OPINION OF THE COURT
Per Curiam.
Final judgment entered on or about June 17, 2002 affirmed, with $25 costs.
The trial evidence, fairly interpreted, supports Civil Court’s conclusion that tenant does not primarily reside in the subject studio apartment. The record clearly establishes that tenant— along with a woman who tenant described at trial as his “long-term girlfriend” — spent substantial amounts of time throughout the tenancy in a series of residences other than the studio apartment here at issue. Among the alternate residences used by tenant and his companion were two separate two-bedroom apartments overlooking Central Park, one located in the subject building (116 Central Park South) and the other located nearby (128 Central Park South), an apartment in Nice, France, and a “country home” in Garrison, New York. This varied and far-flung residency pattern was confirmed in large measure in the application submitted by tenant in connection with his 1996 rental of the two-bedroom apartment located at 128 Central Park South, in which tenant stated his intention to occupy that apartment with a named “Live-in Companion (12-years),” identified his “Current Address” as the Garrison, New York, property without referencing the subject studio apartment, explained his reason for moving into the two-bedroom apartment as “selling country home,” and listed among his “Banking * * * References” checking and securities accounts maintained in a Monte Carlo bank.

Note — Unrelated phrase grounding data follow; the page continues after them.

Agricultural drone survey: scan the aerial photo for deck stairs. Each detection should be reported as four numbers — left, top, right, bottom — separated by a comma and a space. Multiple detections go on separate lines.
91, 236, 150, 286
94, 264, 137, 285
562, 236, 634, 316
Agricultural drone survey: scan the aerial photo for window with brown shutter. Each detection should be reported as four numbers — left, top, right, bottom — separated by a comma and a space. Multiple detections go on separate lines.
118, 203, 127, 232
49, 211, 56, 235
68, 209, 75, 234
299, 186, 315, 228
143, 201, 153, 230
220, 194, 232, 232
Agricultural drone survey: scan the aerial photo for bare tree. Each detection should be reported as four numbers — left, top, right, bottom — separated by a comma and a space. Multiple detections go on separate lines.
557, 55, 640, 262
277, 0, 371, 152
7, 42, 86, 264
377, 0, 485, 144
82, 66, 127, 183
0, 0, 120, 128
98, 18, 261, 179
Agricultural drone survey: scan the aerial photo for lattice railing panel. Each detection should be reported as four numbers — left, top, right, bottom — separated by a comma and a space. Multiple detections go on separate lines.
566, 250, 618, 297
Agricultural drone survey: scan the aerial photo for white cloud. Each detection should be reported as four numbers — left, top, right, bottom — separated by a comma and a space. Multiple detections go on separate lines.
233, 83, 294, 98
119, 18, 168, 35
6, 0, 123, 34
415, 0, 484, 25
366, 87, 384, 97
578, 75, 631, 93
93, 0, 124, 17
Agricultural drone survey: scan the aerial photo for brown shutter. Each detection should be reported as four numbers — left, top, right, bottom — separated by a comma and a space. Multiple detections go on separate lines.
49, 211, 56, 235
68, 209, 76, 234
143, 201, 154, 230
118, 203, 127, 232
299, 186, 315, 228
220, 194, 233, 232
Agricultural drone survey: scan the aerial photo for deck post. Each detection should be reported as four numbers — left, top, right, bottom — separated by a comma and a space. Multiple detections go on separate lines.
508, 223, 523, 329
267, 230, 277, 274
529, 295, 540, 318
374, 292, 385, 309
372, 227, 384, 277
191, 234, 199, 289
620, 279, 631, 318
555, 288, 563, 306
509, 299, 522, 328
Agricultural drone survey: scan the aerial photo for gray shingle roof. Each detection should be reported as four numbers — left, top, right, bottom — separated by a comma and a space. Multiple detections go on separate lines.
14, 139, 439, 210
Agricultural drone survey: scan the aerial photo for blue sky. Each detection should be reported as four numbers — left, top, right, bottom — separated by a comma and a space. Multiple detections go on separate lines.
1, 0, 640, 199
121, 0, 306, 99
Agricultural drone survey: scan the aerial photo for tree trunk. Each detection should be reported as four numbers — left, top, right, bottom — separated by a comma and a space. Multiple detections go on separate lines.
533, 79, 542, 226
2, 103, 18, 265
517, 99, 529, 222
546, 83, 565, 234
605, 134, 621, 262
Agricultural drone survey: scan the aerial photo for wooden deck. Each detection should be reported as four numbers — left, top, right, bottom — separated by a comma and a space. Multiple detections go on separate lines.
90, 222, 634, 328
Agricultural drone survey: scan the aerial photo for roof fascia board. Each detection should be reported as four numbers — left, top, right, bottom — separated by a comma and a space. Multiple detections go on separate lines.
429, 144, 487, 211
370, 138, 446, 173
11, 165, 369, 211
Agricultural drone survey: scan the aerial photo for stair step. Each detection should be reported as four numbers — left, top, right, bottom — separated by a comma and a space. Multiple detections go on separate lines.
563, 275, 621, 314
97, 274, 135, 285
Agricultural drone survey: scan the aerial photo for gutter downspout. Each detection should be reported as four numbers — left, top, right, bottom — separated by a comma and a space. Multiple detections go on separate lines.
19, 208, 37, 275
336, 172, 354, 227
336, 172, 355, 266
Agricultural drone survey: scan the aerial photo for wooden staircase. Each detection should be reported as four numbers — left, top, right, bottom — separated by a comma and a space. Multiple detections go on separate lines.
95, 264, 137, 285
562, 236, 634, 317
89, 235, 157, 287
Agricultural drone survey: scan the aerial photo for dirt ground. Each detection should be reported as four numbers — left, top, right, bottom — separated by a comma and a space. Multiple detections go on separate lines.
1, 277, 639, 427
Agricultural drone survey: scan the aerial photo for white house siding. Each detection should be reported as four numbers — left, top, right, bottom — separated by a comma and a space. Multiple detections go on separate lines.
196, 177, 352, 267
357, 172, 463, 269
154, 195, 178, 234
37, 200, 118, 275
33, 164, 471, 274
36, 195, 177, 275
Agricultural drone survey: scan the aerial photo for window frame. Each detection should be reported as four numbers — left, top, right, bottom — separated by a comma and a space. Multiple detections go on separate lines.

Evaluating the entire history of the tenancy (see, 615 Co. v Mikeska, 75 NY2d 987, 988 [1990]), including the so-ordered stipulation entered into by tenant and the predecessor landlord purporting to waive the rent stabilization primary residence requirements (see, Rocky 116 v Weston, 284 AD2d 139 [2001]), we agree with the trial court that tenant’s limited occupancy of the subject studio apartment did not constitute the type of “ ‘ongoing, substantial physical nexus with the controlled premises for actual living purposes’ * * * that would justify affording the tenancy continued protection under the rent stabilization laws.” (Berwick Land Corp. v Mucelli, 249 AD2d 18, 18-19 [1998].) Any “uncertainty as to which of the alternate addresses shown to be used by tenant actually constituted [his] principal residence should not serve to deprive the landlord of its possessory remedy on nonprimary residence grounds otherwise firmly established at trial.” (Emel Realty Corp. v Carey, 188 Misc 2d 280, 282-283 [2001], affd 288 AD2d 163 [2001].)
The tenant’s present challenge to the sufficiency of the notice of nonrenewal is raised for the first time on appeal, and thus is not properly before us (see, Claridge Gardens v Menotti, 160 AD2d 544, 545 [1990]). In any event, the nonrenewal notice adequately set forth the factual allegations and legal basis for the proceeding, and was reasonable “in view of the attendant circumstances” (Hughes v Lenox Hill Hosp., 226 AD2d 4, 18 [1996], lv dismissed and denied in part 90 NY2d 829 [1997]). Contrary to tenant’s present contention, the notice was not “unreasonable” or “misleading in [its] omission” because it specified only a single alternate address as tenant’s alleged primary residence — the apartment at 128 Central Park South. “Absolute synchronicity with the evidence ultimately developed at trial is not required.” (Seventh FGP v Yee, NYLJ, July 13, 2001, at 18, cols 1, 2 [App Term, 1st Dept], lv denied 2001 NY App Div LEXIS 9218 [1st Dept].)
McCooe, J.P., Davis and Schoenfeld, JJ., concur.